The name wasn’t forgotten but forgotten was the name.

And if you don’t remember what they look like, did they even exist? Did you forget past that point in time? I think so, I can’t remember what they look like, but I can’t recall why I don’t remember, if there was ever a reason. I think maybe I’m so used to this routine, where I only remember those around me for the most part of my life. If you said the name I’d say I know them, because I do, but I can’t remember why, so don’t ask me what they look like. You’d say she has red hair, I thought she had it brown, or did she? I can’t remember. Even if i saw her yesterday, I can’t remember, and I don’t recall why. I don’t think there ever was a reason.

You’d say Bonnie, I can’t remember that name, I can’t recall what she looks like, but I have a feeling I know her. If you asked what I look like, I don’t think staring at my hands would help, I’d need a mirror, or a camera. Sometimes I feel like I can recall things, when I try nothing comes out. The mirror doesn’t feel like its me, the world doesn’t feel real, and during those times I remember, I remember it feels fake. I remember the earth goes round, gravity keeps me in place, then I almost fall over, because I realize we are not on the ground, what is the ground?

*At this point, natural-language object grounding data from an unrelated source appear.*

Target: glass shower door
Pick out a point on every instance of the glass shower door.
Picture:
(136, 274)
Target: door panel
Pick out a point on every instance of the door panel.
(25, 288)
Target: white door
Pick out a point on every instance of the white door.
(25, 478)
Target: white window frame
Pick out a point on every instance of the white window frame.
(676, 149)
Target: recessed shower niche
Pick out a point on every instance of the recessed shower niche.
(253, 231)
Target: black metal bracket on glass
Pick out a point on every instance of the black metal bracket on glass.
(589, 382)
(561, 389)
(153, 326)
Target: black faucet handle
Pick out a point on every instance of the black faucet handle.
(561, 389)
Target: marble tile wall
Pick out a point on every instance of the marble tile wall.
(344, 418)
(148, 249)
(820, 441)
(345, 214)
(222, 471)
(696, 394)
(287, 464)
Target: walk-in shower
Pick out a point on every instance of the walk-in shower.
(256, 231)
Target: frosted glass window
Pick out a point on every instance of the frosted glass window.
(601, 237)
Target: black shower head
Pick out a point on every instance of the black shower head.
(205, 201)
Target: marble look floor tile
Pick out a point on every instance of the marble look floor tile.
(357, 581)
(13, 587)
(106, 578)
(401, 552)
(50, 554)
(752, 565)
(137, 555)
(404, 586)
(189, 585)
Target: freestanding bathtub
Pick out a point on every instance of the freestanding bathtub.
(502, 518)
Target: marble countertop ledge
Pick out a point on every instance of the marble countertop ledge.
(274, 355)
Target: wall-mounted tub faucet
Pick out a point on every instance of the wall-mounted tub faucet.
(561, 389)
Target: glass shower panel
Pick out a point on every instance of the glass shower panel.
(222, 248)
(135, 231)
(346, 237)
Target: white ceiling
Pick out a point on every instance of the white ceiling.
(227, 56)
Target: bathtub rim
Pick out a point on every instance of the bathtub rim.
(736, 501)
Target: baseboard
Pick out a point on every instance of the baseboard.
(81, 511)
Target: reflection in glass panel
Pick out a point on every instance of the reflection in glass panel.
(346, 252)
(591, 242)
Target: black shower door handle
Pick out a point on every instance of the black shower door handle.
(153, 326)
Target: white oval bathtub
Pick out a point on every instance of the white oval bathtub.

And it happens almost everyday, that my brain might be one to look past the tiny circle of a world we live in, I haven’t met many who do so. When I look at my wrist, I see the veins, and I feel sick. Because you could die, if those arteries broke, and its not a matter of losing your hand, but a matter of the pressure. You can get an aneurysm at any time, so who tells you the body isn’t literally glass. I realize, it could happen at any time, and I feel sick, sick to my stomach. When I think about it, I don’t feel safe with my body, what if I am not being gentle enough? What if it breaks, who will come to stop the bleeding?

Does Earth make sense? And before you answer this question I may ask, think about it for a second, because is this our life, or is it mine? How do you know people are real? Because they respond? You can feel them? Yet I can’t help but wonder, how does that define someone? Is it cut down to that they can feel? But you can’t feel what they do, and that scares me. Because one day you might realize, what defines life. Life isn’t just the animals, it is not just earth, not just your experience, but it could be everything, and most importantly something unnameable. It is called life for a reason, there is no word to describe it other than.

Don’t waste it, because when you die there are two options, you live again or never so. It’s a 50/50 chance I wouldn’t test, because either way you won’t be able to tell them, “You are worth it”.

So, the name was me, I remembered my name. But I know this will all happen again tomorrow, and I will forget, then I will remember, a peaceful loop.